Como segundo corredor, há ainda Christine Michael, que parece ter se reencontrado em Green Bay após ser chutado de Seattle. Montgomery e Michael forneceram, contra o fraco Chicago na semana 15, uma dupla no backfield que o Packers não tinha desde quando Lacy não lutava contra a balança (nota de edição: tempo em que ele TEORICAMENTE não lutava, já que né) e James Starks não sentia ainda efetivamente o peso da idade. E estes elementos são influências diretas no crescimento de Aaron Rodgers: o quarterback agora tem consigo os benefícios apenas proporcionados pelo equilíbrio entre jogo corrido e jogo aéreo.

“Um TE para chamar de meu”

No início de novembro, quando tentamos diagnosticar os problemas de Green Bay, abordamos a inclusão efetiva de um TE no plano de jogo como uma das soluções para o Packers. Um tight end atlético, quando envolvido no ataque, pode avançar pelo meio do campo abrindo espaço e, consequentemente, diversas novas possibilidades. Já falamos sobre como Rodgers reencontrou sua melhor forma e você provavelmente sabe que Jordy Nelson levará o Comeback Player of the Year. O que talvez não seja tão simples de enxergar é a participação de Jared Cook nisto.

Mesmo quando não é concretamente acionado, ele confere uma nova dimensão ao playbook – o que no Packers, por exemplo, resultou nos já citados lances de Davante Adams contra Seattle e Jordy Nelson diante do Bears. Seu impacto pode ser mais nitidamente sentido na frieza dos números: Green Bay está 8-2 na temporada quando Cook esteve em campo, com média de mais de 28 pontos por jogo, 25 TDs e apenas uma interceptação e seu quarterback com um rating de 114. Já sem ele a campanha cai para 2-4, a média para 24,7 pontos, são 15 TDs e 6 interceptações, além de um rating de 92,3 para Aaron Rodgers.

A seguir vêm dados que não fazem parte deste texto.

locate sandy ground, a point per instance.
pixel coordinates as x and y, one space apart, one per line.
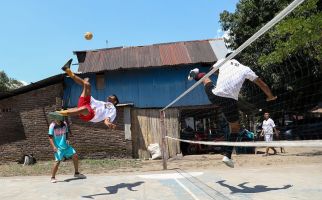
293 156
296 174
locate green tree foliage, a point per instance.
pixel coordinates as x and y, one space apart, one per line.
300 32
288 57
7 84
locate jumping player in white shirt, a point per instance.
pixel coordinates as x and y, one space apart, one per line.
90 109
225 95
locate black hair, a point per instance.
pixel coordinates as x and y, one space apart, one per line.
116 99
228 54
236 57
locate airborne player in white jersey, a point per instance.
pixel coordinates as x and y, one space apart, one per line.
88 108
225 95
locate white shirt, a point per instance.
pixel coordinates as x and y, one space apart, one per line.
231 78
102 110
268 126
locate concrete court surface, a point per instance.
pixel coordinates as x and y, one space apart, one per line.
267 182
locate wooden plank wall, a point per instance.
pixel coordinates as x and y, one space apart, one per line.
146 130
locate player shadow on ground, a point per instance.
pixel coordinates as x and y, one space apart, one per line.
114 189
72 179
245 189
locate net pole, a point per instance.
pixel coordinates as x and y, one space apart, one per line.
164 142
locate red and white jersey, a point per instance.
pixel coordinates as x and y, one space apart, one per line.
231 78
103 110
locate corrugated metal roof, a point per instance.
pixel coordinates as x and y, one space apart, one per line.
157 55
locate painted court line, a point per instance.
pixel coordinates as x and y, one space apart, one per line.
186 189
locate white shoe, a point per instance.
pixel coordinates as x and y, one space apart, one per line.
53 180
228 162
193 73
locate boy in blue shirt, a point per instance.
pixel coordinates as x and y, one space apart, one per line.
58 138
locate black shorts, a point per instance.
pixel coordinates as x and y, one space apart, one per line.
228 105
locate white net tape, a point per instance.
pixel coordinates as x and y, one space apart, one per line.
302 143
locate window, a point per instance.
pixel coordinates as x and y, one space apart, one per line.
100 81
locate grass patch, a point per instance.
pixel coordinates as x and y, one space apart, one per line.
87 166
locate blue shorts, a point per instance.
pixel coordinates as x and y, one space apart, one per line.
64 153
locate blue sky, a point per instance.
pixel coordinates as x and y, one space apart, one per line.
37 37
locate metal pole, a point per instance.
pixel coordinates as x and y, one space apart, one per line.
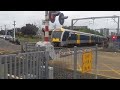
118 26
75 62
46 38
72 24
46 64
14 30
96 66
5 31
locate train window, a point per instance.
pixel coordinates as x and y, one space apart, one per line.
83 37
73 37
65 36
56 34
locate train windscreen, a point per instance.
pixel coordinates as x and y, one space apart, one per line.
56 34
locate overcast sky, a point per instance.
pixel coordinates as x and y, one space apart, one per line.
35 17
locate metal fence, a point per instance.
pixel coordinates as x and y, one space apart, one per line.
69 63
30 65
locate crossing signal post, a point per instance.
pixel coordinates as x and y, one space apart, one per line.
52 15
61 18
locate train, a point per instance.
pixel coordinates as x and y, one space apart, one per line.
65 37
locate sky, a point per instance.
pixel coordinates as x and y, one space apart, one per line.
36 17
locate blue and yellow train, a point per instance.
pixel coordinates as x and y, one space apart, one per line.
65 37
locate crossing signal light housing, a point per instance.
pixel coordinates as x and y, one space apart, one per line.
114 37
52 15
61 18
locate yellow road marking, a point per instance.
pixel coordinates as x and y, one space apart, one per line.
112 69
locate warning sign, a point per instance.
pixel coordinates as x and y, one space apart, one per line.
87 61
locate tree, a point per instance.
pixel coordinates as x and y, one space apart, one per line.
29 29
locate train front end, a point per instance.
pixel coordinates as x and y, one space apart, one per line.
56 37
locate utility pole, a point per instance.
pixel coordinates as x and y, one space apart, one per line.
5 31
14 30
46 38
1 28
118 26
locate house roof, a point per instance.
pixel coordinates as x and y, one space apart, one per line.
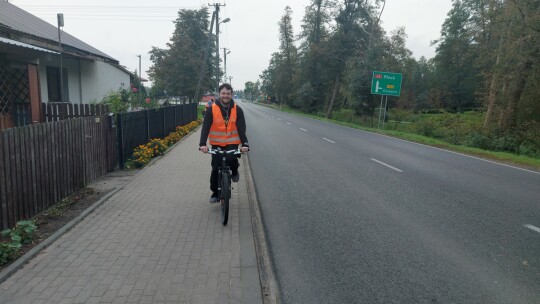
19 20
25 45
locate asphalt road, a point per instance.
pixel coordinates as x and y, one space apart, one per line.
355 217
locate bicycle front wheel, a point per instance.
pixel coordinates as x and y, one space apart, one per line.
225 195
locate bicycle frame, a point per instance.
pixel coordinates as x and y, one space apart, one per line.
224 182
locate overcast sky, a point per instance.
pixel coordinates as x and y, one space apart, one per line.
124 29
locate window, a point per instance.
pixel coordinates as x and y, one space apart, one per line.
53 84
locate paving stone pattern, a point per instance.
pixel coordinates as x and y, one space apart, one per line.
157 240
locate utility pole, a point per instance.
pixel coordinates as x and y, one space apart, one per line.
140 81
217 5
60 19
203 64
139 66
225 52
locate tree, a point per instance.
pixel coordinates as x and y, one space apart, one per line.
455 59
287 65
174 68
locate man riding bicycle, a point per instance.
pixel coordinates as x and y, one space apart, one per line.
224 125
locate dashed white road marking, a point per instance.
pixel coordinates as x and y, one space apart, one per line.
328 140
533 228
387 165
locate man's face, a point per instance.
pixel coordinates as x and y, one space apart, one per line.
225 95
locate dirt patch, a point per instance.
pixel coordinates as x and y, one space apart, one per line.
59 214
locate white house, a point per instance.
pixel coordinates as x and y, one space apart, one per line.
30 68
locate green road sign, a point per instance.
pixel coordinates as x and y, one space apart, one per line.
384 83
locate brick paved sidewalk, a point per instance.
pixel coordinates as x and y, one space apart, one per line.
157 240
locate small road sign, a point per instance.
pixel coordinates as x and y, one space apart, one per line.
385 83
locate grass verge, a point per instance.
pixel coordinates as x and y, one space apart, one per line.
503 157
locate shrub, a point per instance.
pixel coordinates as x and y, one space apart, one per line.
142 155
159 146
23 232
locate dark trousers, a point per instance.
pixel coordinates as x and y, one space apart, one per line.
232 161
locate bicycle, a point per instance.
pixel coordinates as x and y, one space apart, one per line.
224 182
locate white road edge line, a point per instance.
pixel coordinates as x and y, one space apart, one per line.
329 140
533 228
387 165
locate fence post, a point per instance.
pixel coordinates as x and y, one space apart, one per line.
120 138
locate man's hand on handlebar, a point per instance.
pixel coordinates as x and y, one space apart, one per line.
204 149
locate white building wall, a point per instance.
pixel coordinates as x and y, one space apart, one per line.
97 78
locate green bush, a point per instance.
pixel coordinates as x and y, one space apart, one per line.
23 232
8 251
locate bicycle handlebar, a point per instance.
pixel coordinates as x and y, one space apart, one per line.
219 151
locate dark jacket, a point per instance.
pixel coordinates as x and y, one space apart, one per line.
209 119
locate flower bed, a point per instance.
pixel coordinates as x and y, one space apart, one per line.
158 146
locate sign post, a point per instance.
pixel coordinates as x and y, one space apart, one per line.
385 83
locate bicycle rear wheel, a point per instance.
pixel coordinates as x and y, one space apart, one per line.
225 195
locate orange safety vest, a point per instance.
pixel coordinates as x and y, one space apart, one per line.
222 134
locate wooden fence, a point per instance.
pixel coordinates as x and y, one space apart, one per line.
41 164
61 111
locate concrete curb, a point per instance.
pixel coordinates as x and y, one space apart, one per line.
11 269
7 272
269 286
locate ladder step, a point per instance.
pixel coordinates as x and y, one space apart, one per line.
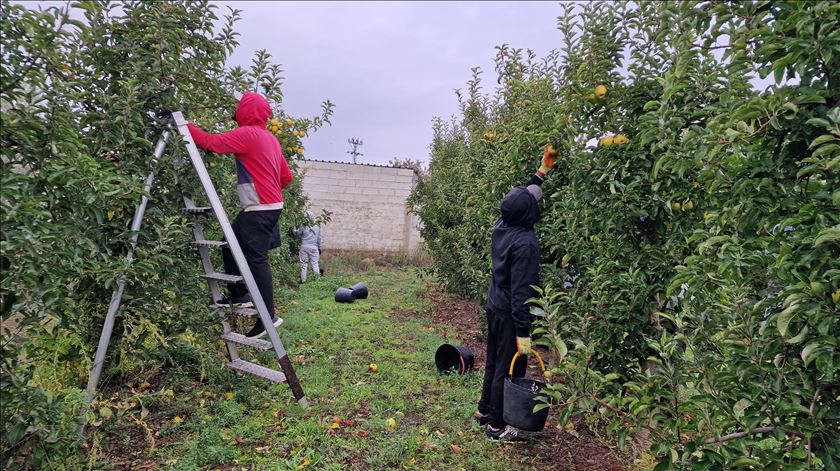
209 243
223 277
197 210
257 370
240 339
239 311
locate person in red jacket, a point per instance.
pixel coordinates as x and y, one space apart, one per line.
262 173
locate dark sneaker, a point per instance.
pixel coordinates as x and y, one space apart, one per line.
238 301
482 419
258 330
507 434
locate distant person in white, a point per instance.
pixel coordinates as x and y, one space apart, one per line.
310 246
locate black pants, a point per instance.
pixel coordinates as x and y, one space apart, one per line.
501 346
257 233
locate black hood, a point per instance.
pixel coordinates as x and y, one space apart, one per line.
520 208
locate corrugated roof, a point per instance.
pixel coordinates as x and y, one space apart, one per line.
360 164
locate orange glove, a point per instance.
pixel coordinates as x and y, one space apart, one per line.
549 159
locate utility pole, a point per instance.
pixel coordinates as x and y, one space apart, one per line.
355 152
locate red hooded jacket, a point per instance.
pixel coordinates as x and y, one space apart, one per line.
261 169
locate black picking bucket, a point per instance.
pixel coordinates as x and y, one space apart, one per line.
520 398
454 358
360 290
344 295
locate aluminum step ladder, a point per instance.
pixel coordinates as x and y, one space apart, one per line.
177 128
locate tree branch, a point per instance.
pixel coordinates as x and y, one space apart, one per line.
755 431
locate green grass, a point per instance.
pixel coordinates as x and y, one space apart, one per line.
262 427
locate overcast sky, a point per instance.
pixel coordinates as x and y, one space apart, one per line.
389 67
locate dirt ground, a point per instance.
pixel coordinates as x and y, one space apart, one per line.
554 449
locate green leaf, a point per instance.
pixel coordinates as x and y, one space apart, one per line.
799 337
811 350
784 318
821 140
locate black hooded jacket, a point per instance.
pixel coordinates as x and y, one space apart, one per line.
516 257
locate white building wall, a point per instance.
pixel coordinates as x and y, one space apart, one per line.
368 205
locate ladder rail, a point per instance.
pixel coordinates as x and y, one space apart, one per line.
116 297
239 257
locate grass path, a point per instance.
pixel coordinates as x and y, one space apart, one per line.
248 424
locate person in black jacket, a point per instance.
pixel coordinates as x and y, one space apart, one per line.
516 267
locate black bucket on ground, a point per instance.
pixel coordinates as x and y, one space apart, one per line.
454 358
360 291
344 295
520 398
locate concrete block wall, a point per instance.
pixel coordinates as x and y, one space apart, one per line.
368 205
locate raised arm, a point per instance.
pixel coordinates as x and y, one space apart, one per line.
232 142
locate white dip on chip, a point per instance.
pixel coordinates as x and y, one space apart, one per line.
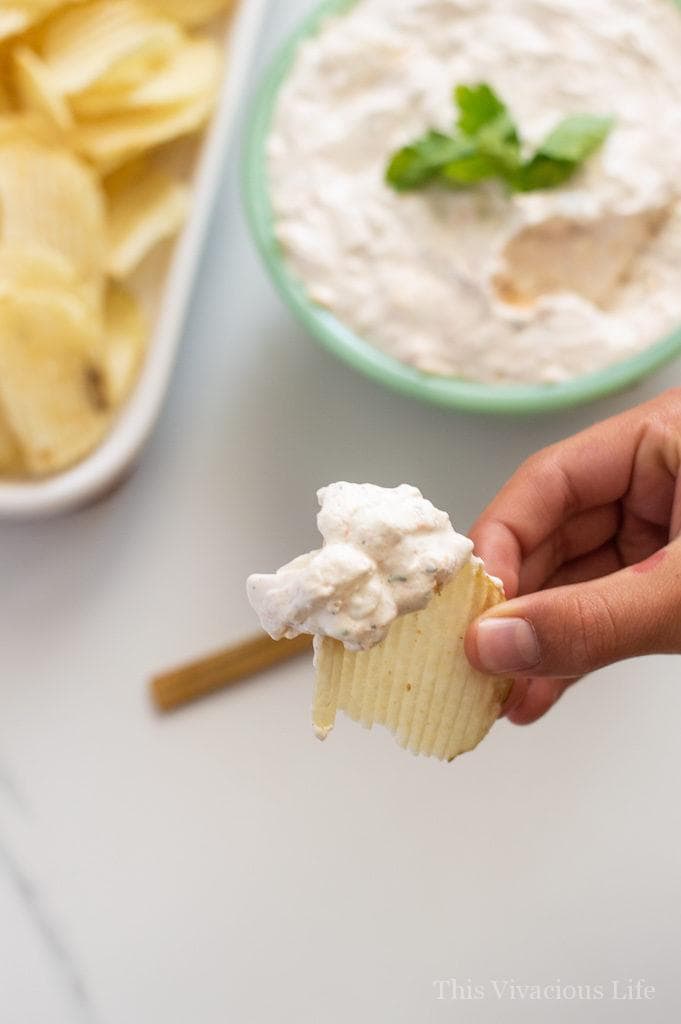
386 551
539 287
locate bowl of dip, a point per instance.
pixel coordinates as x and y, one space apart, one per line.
397 285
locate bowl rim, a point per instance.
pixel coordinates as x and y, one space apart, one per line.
356 351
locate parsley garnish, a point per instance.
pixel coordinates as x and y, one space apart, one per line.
485 143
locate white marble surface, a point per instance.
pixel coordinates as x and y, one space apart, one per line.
221 865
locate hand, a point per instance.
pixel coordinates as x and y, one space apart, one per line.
585 537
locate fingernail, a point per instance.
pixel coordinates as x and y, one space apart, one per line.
507 644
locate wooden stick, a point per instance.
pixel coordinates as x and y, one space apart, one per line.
179 686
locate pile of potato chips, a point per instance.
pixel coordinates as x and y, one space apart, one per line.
92 92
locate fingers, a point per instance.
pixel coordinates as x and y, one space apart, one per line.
589 470
570 631
585 532
540 696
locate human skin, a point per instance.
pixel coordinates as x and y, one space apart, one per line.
585 537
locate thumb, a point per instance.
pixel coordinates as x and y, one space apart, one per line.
569 631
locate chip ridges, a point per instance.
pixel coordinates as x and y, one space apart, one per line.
418 682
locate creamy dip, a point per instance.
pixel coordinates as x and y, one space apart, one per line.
475 284
386 551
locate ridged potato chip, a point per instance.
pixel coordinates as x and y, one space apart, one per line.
13 20
35 265
192 71
81 44
418 681
140 215
110 141
37 90
49 198
49 391
87 89
125 341
10 457
192 12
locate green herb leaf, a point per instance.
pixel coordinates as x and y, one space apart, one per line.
468 170
478 105
486 144
576 138
541 172
419 163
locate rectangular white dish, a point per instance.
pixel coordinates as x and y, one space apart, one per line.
167 301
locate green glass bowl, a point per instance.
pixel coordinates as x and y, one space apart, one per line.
356 351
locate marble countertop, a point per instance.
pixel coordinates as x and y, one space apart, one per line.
220 865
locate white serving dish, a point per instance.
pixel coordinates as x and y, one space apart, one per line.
167 298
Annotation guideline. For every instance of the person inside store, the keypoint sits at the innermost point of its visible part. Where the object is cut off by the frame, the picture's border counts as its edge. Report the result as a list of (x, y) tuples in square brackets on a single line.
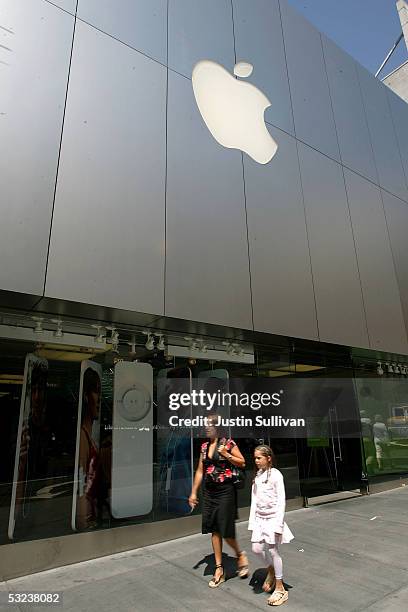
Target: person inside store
[(218, 456), (89, 457)]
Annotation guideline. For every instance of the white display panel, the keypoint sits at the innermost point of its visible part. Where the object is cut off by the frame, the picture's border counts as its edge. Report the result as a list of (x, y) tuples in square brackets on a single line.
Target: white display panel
[(132, 440), (87, 460)]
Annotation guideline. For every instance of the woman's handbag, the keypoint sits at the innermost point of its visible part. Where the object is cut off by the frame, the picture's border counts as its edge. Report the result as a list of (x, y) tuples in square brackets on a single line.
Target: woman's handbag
[(238, 477)]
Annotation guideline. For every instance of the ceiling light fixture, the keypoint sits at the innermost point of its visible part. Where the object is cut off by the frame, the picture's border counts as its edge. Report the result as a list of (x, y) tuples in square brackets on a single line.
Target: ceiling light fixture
[(150, 340)]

Jared retornou de lesão na semana 11 e, desde então, em situações de 3rd downs, foram 13 passes em sua direção, com 10 recepções para 175 jardas (e um rating de 118,2). “Creio que o retorno de Cook tem sido importante. Obviamente, ele normalmente é marcado por um linebacker e, nessas situações, isso é uma vantagem, como vimos em vários jogos”, disse Rodgers em entrevista à ESPN.  “Tenho falado sobre isso desde que cheguei: o caminho mais rápido à endzone é pelo centro do campo. Então quanto maior o alvo que você tem recebendo passes, melhor para o QB. Quanto particularmente mais atlético, maior raio de recepção. E Jared Cook tem todas essas qualidades”, completou o head coach Mike McCarthy.

Ajudo e não atrapalho.

Diferenciando-se dos mortais

Hoje Green Bay é um time mais completo; com o braço ou com as pernas, Aaron Rodgers pode vencer qualquer adversário na NFL. É um repertório difícil de ser previsto quando usado em sua totalidade; dispondo de rotas curtas, lances de alta velocidade no meio do campo com Cook ou lançamentos de mais de 50 jardas para Nelson ou Adams. E se algo sair errado, ainda é possível escapar da pressão e avançar no campo com os pés.

Assim, tudo que o Packers fez nas últimas semanas prova que se você der a Rodgers uma equipe versátil, ele tornará jogadores comuns, como Davante Adams, bons jogadores. Tornará ótimos recebedores, como Nelson, ainda melhores. E desde a semana 12, quando Rodgers sugeriu que seria perfeitamente possível para o Packers “run the table”, ele beirou à perfeição: seis vitórias em sequência, o título da NFC North e hoje o Packers é o adversário que ninguém quer enfrentar na pós-temporada; seja o Giants ou qualquer outra equipe que cruze o caminho de Green Bay nos playoffs, ele irá entrar em campo temendo um ataque recheado de possibilidades, irá entrar em campo receoso, sobretudo, com o que Aaron Rodgers vem fazendo.